# Headset microphone not working when connected (Creative fatality)



## batmankiller (Jan 27, 2007)

So I bought a creative fatality HS 800 microphone. 

1) I hear sound from my fatality headset just fine but my microphone is not picked up when it's attached to my headset.
2) I can use the internal microphone or the microphone from my old headset just fine.
3) I can use the detachable microphone just fine (meaning if i detach it from the headset I can use it .. and from sound quality I'm quite certain it's not using my internal laptop mic.
4) The microphone does not work when it's connected to my headset however on this computer. There is no sound pickup at all (the bars do not go up on the recording devices tab)
5) The fatality headset mic does work on my friend's computer of which he has a standalone sound card even if it's connected .
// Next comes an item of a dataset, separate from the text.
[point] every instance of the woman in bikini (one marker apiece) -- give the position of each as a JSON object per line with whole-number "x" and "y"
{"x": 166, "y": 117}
I am on a laptop with a realtek integrated sound card (most likely integrated.. not sure... someone wanna give me quick confirmation test?) and the microphone will not work when it's connected to the headset and yes I am sure the "mic on" switch is on from the headset. I am on windows 7 premium 64-bit. Any ideas?


----------



## JimE (Apr 16, 2009)

Does the laptop have a mic input? Is your old headset connected to the mic input when you are testing? IF yes, are the Realtek drivers recognizing the mic is connected?


----------